Malaurie lived in igloos, in -40 degree temperatures, a thinker who went far beyond the trials of the geophysical and observable, but as a diviner of invisible realities.

His mind and soul became Hyperborean. He devoured and unearthed myths of a remarkable alliance between humans and animals. Inspired by the incalculable explorations of Rasmussen among the Inuit of the Arctic, in the early days of the 20th century, Malaurie’s work honored a society that had no need for money and the materialism of civilization. He wanted to not just seduce us with words and affirmations but to convince humanity of the decisive place the Inuit occupy at the forefront of the human condition. He reveled in the Apollonian mind of the extreme latitudes, in Nerrevik, the goddess of the sea, the mythology of the Inuit, their fabulous stories of human animal transformations, and hunting abilities of sheer survival that seem almost supernatural by comparison to the readily provided and processed goods that we devour in our vastly over consumptive, vulgar, and ultimately suicidal society.
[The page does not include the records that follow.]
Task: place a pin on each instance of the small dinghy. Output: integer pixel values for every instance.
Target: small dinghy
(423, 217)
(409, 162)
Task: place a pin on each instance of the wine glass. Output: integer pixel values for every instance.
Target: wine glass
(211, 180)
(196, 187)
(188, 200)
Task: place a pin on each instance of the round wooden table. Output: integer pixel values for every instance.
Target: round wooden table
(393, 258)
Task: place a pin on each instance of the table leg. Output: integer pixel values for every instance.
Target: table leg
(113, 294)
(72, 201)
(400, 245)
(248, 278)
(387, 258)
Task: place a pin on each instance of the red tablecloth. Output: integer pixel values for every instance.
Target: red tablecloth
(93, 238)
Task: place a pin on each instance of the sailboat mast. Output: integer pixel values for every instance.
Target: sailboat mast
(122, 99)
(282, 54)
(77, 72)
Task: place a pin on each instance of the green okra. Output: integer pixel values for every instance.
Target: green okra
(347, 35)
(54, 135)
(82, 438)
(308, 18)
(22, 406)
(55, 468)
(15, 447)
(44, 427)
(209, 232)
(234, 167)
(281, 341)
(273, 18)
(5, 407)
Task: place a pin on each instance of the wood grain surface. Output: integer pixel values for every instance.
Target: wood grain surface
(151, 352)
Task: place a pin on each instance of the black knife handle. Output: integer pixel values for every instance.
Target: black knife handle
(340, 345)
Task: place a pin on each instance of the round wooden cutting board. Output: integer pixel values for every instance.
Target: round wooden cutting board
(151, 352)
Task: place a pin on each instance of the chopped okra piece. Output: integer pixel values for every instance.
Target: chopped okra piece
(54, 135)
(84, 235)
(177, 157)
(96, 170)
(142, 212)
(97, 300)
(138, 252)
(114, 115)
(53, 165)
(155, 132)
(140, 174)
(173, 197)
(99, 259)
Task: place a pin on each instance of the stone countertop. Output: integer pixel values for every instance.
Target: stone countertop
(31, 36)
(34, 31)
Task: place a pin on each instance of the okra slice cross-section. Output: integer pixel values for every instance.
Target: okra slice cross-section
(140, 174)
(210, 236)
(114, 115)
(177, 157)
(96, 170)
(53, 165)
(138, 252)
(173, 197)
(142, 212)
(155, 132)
Malaurie was and still is a cosmonaut of the snows.

I think of him now especially because of the melting permafrost and 100-degree weather that just assaulted 3 million acres in Siberia, roughly the size of Belgium. The carbon emissions are a time bomb to our civilization. The permafrost is melting and the methane being released is an overwhelming issue for the remainder of our earthly days.